# Soft K-means
## Load data and plot it

In [None]:
import numpy as np
import scipy.io as sio
%matplotlib inline
import matplotlib.pyplot as plt

# Load synthetic data [dataset1.mat, dataset2.mat, dataset3.mat]
data = sio.loadmat('datasets/dataset1.mat')

data1_true = np.array(data['x'].T)
data2_true = np.array(data['y'].T)
print("Cluster1: {}, Cluster2: {}".format(data1_true.shape, data2_true.shape))

# Plot the data with true cluster label
plt.scatter(data1_true[:, 0], data1_true[:, 1], c='r', marker='.');
plt.scatter(data2_true[:, 0], data2_true[:, 1], c='b', marker='.');

## Train

In [None]:
# Merge the data to one matrix
data = np.vstack((data1_true, data2_true))

K = 2
N = data.shape[0]

# Initialize centers with K randomly selected data
######## YOUR CODE HERE
import random
centers = random.sample(data, K)


# Initialize responsibilities with zeros (N, K)
######## YOUR CODE HERE
resp = np.zeros((N, K))

beta = 0.1
max_iter = 2000
for step in range(max_iter):
    # Assign
    ######## YOUR CODE HERE
    x_minus_mu = np.expand_dims(data, 1) - np.expand_dims(centers, 0)
    numerator = np.exp(-beta * np.sum(x_minus_mu ** 2, 2))
    resp = numerator / np.sum(numerator, 1, keepdims=True)
    # Update
    ######## YOUR CODE HERE
    centers = (np.matmul(data.T, resp) / np.sum(resp, 0, keepdims=True)).T
    

predicted_cluster = np.argmax(resp, axis=1)

## Compare true clusters and predicted clusters

In [None]:
data1 = data[predicted_cluster == 0]
data2 = data[predicted_cluster == 1]
print("Prediction | Cluster1: {}, Cluster2: {}".format(data1.shape, data2.shape))
print("True       | Cluster1: {}, Cluster2: {}".format(data1_true.shape, data2_true.shape))
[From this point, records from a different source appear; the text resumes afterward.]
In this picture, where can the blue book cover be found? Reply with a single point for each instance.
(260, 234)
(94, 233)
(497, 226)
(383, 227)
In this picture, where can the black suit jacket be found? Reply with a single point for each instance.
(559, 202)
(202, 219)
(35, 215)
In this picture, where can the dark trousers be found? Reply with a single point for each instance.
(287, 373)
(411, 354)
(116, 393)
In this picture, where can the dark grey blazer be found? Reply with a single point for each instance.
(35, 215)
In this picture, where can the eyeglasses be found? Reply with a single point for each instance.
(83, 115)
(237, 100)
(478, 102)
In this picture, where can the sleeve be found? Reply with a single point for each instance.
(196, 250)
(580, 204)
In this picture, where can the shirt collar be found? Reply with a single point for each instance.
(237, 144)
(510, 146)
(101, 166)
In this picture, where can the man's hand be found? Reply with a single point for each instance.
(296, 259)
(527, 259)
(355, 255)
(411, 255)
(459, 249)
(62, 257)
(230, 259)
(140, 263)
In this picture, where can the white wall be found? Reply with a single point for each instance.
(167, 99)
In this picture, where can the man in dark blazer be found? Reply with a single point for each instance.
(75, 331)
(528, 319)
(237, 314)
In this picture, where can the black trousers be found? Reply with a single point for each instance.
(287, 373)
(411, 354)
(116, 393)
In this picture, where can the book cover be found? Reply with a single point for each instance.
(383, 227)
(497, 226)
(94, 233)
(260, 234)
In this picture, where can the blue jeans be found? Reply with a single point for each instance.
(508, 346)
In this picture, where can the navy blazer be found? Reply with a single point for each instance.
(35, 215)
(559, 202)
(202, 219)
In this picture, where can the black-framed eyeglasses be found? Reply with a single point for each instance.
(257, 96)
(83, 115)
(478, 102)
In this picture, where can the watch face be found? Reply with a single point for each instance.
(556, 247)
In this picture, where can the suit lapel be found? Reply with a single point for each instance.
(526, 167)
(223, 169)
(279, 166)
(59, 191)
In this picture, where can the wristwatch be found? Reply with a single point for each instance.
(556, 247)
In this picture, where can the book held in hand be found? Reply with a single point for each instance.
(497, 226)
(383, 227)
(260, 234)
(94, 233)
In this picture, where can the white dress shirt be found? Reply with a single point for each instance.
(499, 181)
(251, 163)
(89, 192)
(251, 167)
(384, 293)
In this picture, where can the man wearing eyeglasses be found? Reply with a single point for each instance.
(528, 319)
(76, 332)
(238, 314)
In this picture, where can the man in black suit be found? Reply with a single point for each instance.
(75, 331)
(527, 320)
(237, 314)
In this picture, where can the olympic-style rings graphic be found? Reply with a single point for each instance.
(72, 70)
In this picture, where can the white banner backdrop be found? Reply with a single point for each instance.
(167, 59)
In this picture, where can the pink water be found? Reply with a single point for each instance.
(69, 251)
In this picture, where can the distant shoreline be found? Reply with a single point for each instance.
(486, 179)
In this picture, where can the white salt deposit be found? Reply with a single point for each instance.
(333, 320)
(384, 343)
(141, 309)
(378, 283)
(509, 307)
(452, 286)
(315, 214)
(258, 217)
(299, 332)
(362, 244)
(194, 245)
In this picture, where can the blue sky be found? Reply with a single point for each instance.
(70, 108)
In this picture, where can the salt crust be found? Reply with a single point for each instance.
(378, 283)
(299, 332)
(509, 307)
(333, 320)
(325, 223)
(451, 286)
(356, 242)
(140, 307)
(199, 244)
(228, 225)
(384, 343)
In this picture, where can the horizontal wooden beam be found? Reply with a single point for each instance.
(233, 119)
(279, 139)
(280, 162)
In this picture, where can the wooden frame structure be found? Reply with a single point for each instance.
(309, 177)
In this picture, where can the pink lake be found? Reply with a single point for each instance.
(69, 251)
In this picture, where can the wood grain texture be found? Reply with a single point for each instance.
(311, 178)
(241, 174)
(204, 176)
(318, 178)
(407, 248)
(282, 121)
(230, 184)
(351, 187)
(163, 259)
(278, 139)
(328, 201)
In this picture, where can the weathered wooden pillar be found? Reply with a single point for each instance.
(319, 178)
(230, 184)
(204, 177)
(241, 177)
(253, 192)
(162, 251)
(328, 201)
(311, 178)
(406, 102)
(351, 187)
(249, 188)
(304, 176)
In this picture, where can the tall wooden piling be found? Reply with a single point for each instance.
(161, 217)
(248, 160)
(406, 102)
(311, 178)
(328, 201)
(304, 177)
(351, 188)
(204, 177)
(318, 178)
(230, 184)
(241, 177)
# Plot the data and compare it with true labeled data
f, axarr = plt.subplots(1, 2, sharey=True, figsize=(14, 5))
axarr[0].scatter(centers[0, 0], centers[0, 1], c='k', marker='x', s=70, linewidth=3);
axarr[0].scatter(centers[1, 0], centers[1, 1], c='k', marker='x', s=70, linewidth=3);
axarr[0].scatter(data1[:, 0], data1[:, 1], c='r', marker='.');
axarr[0].scatter(data2[:, 0], data2[:, 1], c='b', marker='.');
axarr[0].set_title('Prediction');
axarr[1].scatter(data1_true[:, 0], data1_true[:, 1], c='r', marker='.');
axarr[1].scatter(data2_true[:, 0], data2_true[:, 1], c='b', marker='.');
axarr[1].set_title('True');

## Evaluate how well K-means clustered data

In [None]:
# Evaluate clustering performance using Normalized Mutual Information
def get_NMI(true_cluster, predicted_cluster, K):
    """
    Get Normalized Mutual Information
    
    Args:
        true_cluster: a vector of shape (N) that has elements assigned true cluster for each data point
        predicted_cluster: a vector of shape (N) that has elements assigned predicted cluster for each data point
        K: the number of clusters
    Returns:
        nmi: Normalized mutual information
    """
    # very little value to prevent logarithm from -infinity
    eps = 1e-10
    
    # Define the number of data
    N = float(data.shape[0])
    
    true_entropy = 0
    predicted_entropy = 0
    # Compute entropy for ground truth clusters and predicted clusters
    ######## YOUR CODE HERE
    
    denominator = (true_entropy + predicted_entropy) / 2.
    
    mi = 0
    # Compute mutual information between ground truth clusters and predicted clusters
    ######## YOUR CODE HERE
    
    
    nmi = mi / denominator
    
    return nmi

true_cluster = np.concatenate((np.zeros(data1_true.shape[0]), np.ones(data2_true.shape[0])))
nmi = get_NMI(true_cluster, predicted_cluster, K)
print("Nomrlized Mutual Information: {}".format(nmi))